I just checked the “textures” folder on my computer. It contains 1488 images. I’ve taken many more times that number of this type photos, but these are the ones I’ve chosen to save. What do I do with them all? Some of them end up as images in their own right, large canvases or prints. I love the fact that some of my favourite and most striking images come from extremely humble origins.
This slightly Gustav Klimt-inspired piece is actually a section of a burned out and rusted car I found deep in the woods in northern British Columbia.
This rather spectacular study of blue and orange was created by the wear pattern of a chain on a dumpster in the far corner of the parking lot of my local Costco.
Spectacular Rust on a Dumpster in our Local Costco Parking Lot
Some of the images are just fun – taken often around the house, like this one looking into a green plastic glass. I haven’t quite figured out a purpose for this one yet.

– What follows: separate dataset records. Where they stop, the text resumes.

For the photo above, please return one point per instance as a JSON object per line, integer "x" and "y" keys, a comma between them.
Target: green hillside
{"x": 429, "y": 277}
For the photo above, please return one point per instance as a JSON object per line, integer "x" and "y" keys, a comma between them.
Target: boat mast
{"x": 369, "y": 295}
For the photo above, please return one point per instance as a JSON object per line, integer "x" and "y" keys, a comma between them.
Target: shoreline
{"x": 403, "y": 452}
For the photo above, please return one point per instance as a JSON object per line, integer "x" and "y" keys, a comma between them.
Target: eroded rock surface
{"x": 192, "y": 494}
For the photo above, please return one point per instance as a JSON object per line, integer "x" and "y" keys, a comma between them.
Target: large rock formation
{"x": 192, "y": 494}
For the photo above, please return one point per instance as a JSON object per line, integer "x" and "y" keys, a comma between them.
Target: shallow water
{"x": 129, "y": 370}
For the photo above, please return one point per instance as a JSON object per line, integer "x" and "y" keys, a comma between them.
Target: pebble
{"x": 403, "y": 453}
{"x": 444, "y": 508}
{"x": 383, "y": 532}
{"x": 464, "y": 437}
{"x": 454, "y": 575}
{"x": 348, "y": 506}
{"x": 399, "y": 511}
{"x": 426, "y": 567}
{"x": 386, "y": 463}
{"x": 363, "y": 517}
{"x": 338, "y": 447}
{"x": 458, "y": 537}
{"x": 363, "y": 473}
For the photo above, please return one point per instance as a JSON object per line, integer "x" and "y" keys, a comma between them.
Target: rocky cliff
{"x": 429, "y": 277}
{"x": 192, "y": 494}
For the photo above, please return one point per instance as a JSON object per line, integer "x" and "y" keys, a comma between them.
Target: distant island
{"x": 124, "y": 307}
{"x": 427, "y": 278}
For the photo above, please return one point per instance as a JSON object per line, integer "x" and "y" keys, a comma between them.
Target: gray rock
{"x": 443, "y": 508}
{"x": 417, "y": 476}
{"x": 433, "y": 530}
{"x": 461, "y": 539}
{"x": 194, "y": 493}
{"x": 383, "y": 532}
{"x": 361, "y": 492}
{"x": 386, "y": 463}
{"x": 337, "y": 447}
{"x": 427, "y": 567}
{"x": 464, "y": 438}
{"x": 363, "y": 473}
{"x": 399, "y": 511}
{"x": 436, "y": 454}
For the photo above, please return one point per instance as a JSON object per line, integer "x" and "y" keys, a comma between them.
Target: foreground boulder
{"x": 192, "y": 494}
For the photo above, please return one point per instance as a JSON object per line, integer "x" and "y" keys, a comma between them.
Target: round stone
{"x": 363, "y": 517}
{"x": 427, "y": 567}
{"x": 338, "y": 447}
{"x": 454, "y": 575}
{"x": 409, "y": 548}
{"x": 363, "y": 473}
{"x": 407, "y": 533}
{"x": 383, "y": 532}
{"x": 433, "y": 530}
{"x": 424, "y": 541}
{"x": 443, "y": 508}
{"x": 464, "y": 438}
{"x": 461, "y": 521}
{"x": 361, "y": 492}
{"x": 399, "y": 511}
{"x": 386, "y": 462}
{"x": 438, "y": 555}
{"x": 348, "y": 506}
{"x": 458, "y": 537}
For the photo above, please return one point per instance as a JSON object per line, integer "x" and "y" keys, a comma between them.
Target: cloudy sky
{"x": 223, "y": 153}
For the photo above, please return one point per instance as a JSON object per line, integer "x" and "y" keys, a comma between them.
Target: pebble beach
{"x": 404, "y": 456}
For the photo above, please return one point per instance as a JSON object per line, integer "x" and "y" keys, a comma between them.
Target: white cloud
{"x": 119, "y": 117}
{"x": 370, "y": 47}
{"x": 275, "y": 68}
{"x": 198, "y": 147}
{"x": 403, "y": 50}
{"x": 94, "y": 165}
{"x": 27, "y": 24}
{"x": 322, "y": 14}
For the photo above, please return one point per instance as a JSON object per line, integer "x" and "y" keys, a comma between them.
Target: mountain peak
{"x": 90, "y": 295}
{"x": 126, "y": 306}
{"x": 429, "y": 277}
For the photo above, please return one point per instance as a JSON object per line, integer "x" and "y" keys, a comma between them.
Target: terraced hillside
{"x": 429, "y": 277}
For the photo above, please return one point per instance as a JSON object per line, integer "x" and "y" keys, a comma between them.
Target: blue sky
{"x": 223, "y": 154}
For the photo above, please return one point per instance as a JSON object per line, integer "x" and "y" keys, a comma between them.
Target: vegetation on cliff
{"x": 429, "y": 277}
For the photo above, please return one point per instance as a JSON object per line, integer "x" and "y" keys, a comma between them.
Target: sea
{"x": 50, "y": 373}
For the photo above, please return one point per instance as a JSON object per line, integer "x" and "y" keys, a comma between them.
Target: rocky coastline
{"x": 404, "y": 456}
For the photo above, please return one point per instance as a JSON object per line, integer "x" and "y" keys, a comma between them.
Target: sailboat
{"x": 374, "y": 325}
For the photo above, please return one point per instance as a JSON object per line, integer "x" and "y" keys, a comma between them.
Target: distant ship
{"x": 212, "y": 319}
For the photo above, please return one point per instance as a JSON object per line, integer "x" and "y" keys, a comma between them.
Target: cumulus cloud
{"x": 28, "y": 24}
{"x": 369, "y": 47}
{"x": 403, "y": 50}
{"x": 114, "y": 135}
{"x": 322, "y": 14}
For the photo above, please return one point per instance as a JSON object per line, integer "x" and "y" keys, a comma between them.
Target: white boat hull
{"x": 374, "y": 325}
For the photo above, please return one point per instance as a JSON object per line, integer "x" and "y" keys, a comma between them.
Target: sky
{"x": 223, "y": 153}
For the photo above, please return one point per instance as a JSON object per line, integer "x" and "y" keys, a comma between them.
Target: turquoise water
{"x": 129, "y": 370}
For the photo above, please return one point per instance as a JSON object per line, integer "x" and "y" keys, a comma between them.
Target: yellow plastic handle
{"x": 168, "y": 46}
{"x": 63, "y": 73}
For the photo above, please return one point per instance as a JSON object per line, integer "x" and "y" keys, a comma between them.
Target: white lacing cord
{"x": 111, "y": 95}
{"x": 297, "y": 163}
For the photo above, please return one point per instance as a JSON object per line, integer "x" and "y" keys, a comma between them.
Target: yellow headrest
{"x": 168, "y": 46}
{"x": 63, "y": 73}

Most of the texture team play a supporting role in other images, layered to add depth (both in terms of meaning and visual interest). Every time I go back to the North East of England where I grew up, one of the things on my “must do” list is to climb up the 325 narrow winding steps of the tower at Durham Cathedral. From the top is a breath-taking panoramic view of the town and surrounding countryside. But the journey up the tower is fascinating too, as the stone walls have been embellished with graffiti – ancient and modern.
Layer upon layer of human efforts to leave a mark.
I’ve used images of the tower walls layered in some of my images of contemporary Vancouver crows. In combining the images I’m trying to keep memories of my UK background current in my daily crow-filled Vancouver life. I’m thinking about how crows are both ancient and modern and, like people, prone to mischief. I’m sure they’d be prolific graffiti artists, if only they had opposable thumbs. And maybe, if we don’t get our human act together — crows and the ruins of Durham Cathedral may perhaps outlast us all …
Some textures are used to make jewellery. One of my most popular designs is “Ribbon”. This abstract striped pattern comes from a photograph of prismatic tape I found hanging in a physics lab. It’s silvery surface is designed to reflect different light waves, creating and ever-changing combination of colour and pattern and it moves in the breeze.
Many of the images I take don’t even make it to the “textures” vault on the computer. Often they’re taken with my phone and see the light of day on my Instagram account. Lots of others flit across my Facebook page.
Still nice and cloudy out there. Better grab the camera and head out in search of some lovely rust or mouldering plywood!